Fine-tuning a VLM to build an on-device fashion-scoring app

#ai #machinelearning #ios #llm

Scoring outfits with AI. Offline.

Can it be done?
Style is qualitative. There isn't a single answer. AI can give a generic answer, but can it answer something like fashion, where the criteria vary by culture?

There is a way.
This article is a record of building a fully offline fashion-scoring app on iPhone using a Visual LLM (VLM).

The approach

Use a closed system of evaluation criteria.

Every aesthetic or philosophical judgment has many schools of thought, and it's hard to produce an open answer that satisfies every possible criterion.

But within a single school — whether in fashion, sports, or specialized work — there are cases where the correct answer is determined inside a closed system.

For example, here I referenced the idea of "the balance between dressy and casual," popularized for a general audience by the Japanese men's-fashion influencer "MB," and treated "if the dressy-to-casual balance is close to 7:3, it looks stylish" as the axis, scoring input images on it. (This is my own interpretation from reading MB's blog and so on.)

Each item of an outfit — tops, bottoms, shoes — is scored against a somewhat systematized standard.
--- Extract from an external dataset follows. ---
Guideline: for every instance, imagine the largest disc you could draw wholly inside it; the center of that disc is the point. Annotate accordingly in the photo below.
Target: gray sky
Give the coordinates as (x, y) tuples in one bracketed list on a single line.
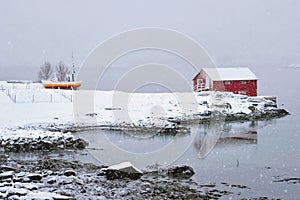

An AI (LLM) can do this. And it does it quite well. Even ~1,000 training examples is enough. You don't need to learn every possible item; it extrapolates to unseen ones.

That's the real subject here. More than scoring fashion itself, the theme is how well-suited an LLM is to handling a "closed system."

Small models that fit on an iPhone are well-suited to this kind of domain-specific fine-tuning. With fewer parameters, training is cheap.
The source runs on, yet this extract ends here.